Crystal releases have a version indicated by a major, minor and patch number.

The current major branch number is 1.

New features are added in minor releases (1.x.0) which are regularly scheduled every three months.

Patch releases contain only important bug fixes and are released when necessary. They usually only appear for the latest minor branch.

New releases are announced at (RSS feed).

There are currently no plans for a new major release.

Backwards compatibility

Minor and patch releases are backwards compatible: Well-defined behaviours and documented APIs in a given version will continue working on future versions within the same major branch.

As a result, migrating to a new minor release is usually seamless.


Although we expect the vast majority of programs to remain compatible over time, it is impossible to guarantee that no future change will break any program. Under some unlikely circumstances, we may introduce changes that break existing code. Rest assured we are commited to keep the impact as minimal as possible.

  • Security: a security issue in the implementation may arise whose resolution requires backwards incompatible changes. We reserve the right to address such security issues.

  • Bugs: if an API has undesired behaviour, a program that depends on the buggy behaviour may break if the bug is fixed. We reserve the right to fix such bugs.

  • Compiler front-end: improvements may be done to the compiler, introducing new warnings for ambiguous modes and providing more detailed error messages. Those can lead to compilation errors (when building with --error-on-warnings) or tooling failures when asserting on specific error messages (although one should avoid such). We reserve the right to do such improvements.

  • Feature additions: When introducing new features into the language or core library, there can be collisions with the names of types, methods, etc. defined in user code. We reserve the right to add new names when necessary.
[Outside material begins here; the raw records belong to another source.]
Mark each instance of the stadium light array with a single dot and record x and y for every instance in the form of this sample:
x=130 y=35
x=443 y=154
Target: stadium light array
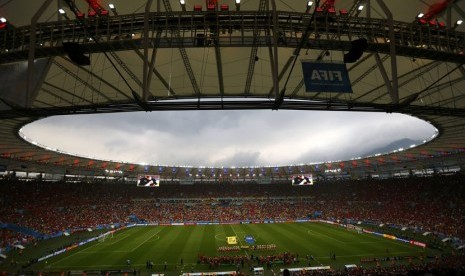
x=63 y=13
x=113 y=8
x=309 y=6
x=183 y=4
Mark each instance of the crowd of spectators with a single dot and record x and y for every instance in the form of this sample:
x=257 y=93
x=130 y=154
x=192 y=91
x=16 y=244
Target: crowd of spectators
x=435 y=204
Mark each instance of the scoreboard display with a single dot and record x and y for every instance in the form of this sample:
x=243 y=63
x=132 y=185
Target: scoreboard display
x=148 y=180
x=302 y=180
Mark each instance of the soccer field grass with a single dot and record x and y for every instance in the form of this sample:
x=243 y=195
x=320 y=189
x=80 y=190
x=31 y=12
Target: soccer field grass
x=170 y=244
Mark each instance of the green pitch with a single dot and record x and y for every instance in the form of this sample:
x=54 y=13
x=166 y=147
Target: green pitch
x=171 y=244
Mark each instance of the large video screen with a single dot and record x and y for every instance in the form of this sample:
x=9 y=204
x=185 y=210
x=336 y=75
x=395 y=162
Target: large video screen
x=148 y=180
x=300 y=180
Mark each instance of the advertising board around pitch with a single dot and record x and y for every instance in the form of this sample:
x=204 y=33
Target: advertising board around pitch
x=326 y=77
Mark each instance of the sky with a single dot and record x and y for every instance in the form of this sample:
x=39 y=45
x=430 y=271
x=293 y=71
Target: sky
x=226 y=138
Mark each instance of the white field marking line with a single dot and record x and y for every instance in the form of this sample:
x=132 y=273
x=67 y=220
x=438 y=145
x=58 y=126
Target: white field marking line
x=362 y=255
x=377 y=238
x=70 y=255
x=235 y=233
x=102 y=251
x=117 y=265
x=323 y=235
x=156 y=233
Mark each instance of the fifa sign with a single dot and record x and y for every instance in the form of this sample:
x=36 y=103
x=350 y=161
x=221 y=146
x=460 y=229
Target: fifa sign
x=326 y=77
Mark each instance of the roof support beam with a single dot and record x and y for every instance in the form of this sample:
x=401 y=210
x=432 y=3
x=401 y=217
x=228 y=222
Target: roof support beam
x=253 y=52
x=83 y=82
x=384 y=74
x=219 y=66
x=394 y=90
x=101 y=79
x=183 y=52
x=31 y=92
x=412 y=75
x=67 y=92
x=157 y=73
x=274 y=53
x=146 y=69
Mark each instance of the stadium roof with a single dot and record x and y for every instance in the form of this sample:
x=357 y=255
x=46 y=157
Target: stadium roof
x=163 y=55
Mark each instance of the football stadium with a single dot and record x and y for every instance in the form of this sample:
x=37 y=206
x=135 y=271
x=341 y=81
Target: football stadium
x=399 y=210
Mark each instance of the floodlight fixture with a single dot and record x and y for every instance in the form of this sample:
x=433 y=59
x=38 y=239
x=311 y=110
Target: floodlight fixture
x=309 y=6
x=113 y=8
x=457 y=23
x=63 y=13
x=183 y=4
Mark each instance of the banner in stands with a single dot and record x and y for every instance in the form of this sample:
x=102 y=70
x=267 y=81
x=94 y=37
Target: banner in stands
x=148 y=180
x=326 y=77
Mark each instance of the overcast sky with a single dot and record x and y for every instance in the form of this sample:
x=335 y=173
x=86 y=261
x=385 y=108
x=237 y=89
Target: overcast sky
x=226 y=138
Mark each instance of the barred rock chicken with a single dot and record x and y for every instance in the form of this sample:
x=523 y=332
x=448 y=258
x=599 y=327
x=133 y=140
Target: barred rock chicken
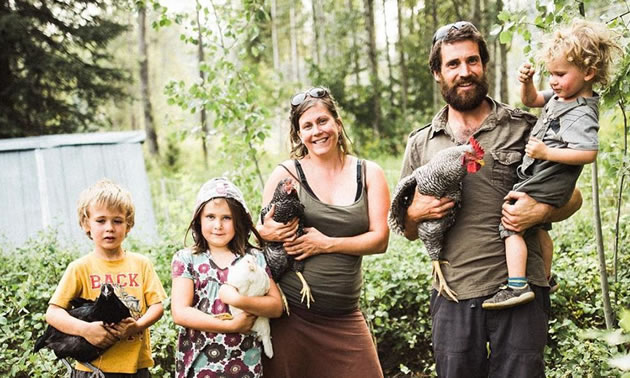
x=287 y=206
x=108 y=308
x=441 y=177
x=251 y=280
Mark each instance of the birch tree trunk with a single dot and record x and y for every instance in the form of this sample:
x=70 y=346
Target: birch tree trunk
x=401 y=58
x=390 y=85
x=200 y=59
x=274 y=35
x=355 y=46
x=316 y=32
x=295 y=64
x=376 y=87
x=144 y=84
x=503 y=50
x=603 y=274
x=436 y=88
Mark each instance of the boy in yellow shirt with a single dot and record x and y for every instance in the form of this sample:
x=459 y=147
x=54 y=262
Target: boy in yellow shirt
x=106 y=214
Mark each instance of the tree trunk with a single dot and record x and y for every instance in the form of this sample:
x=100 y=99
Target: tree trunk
x=402 y=63
x=295 y=65
x=603 y=274
x=355 y=46
x=436 y=88
x=492 y=48
x=202 y=114
x=503 y=50
x=477 y=18
x=274 y=35
x=144 y=84
x=621 y=185
x=376 y=87
x=390 y=85
x=316 y=29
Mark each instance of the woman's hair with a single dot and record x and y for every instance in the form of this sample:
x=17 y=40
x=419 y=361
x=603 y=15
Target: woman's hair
x=585 y=44
x=298 y=149
x=109 y=194
x=467 y=32
x=241 y=220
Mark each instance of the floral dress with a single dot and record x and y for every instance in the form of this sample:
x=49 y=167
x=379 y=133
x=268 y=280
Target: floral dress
x=207 y=354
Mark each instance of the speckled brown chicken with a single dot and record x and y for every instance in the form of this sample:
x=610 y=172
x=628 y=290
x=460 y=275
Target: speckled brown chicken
x=441 y=177
x=287 y=207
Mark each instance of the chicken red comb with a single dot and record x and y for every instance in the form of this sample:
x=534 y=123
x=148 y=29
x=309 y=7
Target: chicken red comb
x=476 y=146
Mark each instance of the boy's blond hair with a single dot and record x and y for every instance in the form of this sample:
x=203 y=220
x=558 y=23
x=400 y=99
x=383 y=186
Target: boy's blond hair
x=585 y=44
x=109 y=194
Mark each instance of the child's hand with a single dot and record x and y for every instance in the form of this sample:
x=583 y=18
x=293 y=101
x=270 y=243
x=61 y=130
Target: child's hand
x=536 y=149
x=243 y=322
x=526 y=72
x=125 y=328
x=96 y=333
x=229 y=295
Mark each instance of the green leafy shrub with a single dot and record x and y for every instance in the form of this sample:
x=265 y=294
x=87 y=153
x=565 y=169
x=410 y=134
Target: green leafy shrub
x=396 y=303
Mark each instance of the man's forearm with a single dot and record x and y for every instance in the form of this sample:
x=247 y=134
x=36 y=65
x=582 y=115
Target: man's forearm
x=561 y=213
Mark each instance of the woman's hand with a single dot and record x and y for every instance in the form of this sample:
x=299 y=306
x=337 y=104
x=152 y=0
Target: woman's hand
x=312 y=243
x=273 y=231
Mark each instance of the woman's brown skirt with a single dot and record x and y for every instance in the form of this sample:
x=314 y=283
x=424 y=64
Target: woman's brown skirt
x=310 y=345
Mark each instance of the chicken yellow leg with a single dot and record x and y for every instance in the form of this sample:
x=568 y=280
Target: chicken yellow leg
x=439 y=277
x=306 y=291
x=285 y=304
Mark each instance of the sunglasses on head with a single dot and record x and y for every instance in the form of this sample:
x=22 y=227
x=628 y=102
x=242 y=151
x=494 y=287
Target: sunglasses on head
x=316 y=92
x=441 y=33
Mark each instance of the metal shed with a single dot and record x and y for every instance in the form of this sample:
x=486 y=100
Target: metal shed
x=41 y=178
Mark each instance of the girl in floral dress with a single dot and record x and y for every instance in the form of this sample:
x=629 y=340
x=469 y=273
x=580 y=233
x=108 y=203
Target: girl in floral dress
x=211 y=342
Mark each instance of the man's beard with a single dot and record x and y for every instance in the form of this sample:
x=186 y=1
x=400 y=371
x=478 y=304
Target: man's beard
x=470 y=99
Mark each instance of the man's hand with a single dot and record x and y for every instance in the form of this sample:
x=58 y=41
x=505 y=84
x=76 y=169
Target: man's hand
x=521 y=212
x=424 y=208
x=536 y=149
x=428 y=207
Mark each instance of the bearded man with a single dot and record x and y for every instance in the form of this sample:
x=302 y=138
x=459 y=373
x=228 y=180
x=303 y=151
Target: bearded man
x=469 y=341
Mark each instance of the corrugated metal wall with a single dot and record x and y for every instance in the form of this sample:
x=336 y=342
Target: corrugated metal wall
x=41 y=178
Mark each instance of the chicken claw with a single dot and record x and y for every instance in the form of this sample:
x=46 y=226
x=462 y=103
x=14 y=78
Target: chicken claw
x=439 y=277
x=306 y=291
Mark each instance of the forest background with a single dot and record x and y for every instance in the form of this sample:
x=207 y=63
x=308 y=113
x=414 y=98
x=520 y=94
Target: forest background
x=210 y=82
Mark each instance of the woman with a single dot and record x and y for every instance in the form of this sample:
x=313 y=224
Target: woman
x=346 y=202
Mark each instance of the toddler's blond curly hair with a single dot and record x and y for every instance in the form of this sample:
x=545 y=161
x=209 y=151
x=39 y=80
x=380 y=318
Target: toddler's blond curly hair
x=585 y=44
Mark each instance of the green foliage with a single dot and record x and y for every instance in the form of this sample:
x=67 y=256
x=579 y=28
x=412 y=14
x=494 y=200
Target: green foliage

The changelog and release notes highlight any changes that have a considerable potential for breaking existing code, even if it uses experimental, undocumented or unsupported features.

Experimental features

The only exception to the compatibility guarantees are experimental features, which are explicitly designated as such with the @[Experimental] annotation. There is no compatibility guarantee until they are stabilized (at which point the annotation is dropped).